Susan aprendió a hablar y leer a través de periódicos y algunos libros que encontró por el pueblo. Eso lo lleva a ser literal y no comprender las metáforas e ironías de Lionel, como jurar la palabra para prometer la veracidad de algo. De la misma manera, Lionel no entiende los sentimientos de Susan o los de Adelina, viuda de su mejor amigo y de la cual siempre ha estado enamorado. Lionel no ve más allá de las palabras, las acciones o expresiones parecen confundirlo de sobremanera. Entre los dos encontrarán un equilibrio, una familia poco convencional que resulta fundamental proteger y cultivar. Como eslabones perdidos de una cadena evolutiva que se olvida de lo extraordinario, Lionel y Susan encuentran no solo respuestas a sus dilemas fundamentales, sino también el consuelo de pertenecer y ser queridos y reconocidos por las diferencias más que por las similitudes.

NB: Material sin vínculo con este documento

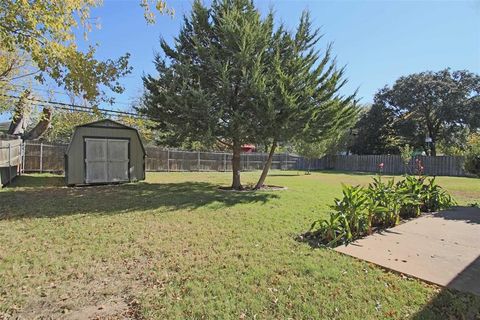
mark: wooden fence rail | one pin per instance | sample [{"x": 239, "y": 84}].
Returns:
[{"x": 50, "y": 158}]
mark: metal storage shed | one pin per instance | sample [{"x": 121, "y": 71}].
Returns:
[{"x": 103, "y": 152}]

La figura femenina es fundamental en el viaje de Lionel por descubrir su verdadera identidad. Adelina, si bien comienza estando atrapada por las normas sociales de lo que debe ser una mujer viuda (estar encerrada en una gran casona, llorando la pérdida del hombre amado), se libera de a poco en la película y es el puente entre la rigidez de Lionel y los sentimientos de Susan. Con pantalones y buscando solo encontrar el amor propio que le permita escribir su propia y gran aventura, Adelina le brinda a Lionel la valentía necesaria para dejar atrás preceptos machistas y comprender que no hay hombres excepcionales, sino grandes historias que merecen ser vividas y reconocidas. Como un aire fresco que nos aleja de las historias de Disney/Pixar, Laika crea una hermosa historia de búsqueda y aceptación donde todos somos responsables de liberar jaulas y respetar al otro. Con una animación en stop motion que sorprende por la fluidez de sus movimientos, Sr. Link es ese cine infantil que invita al niño y al adulto a reflexionar por igual sobre la construcción de sociedad. Una maravilla que hay que ver en pantalla grande y cuyos créditos hay que disfrutar de principio a fin.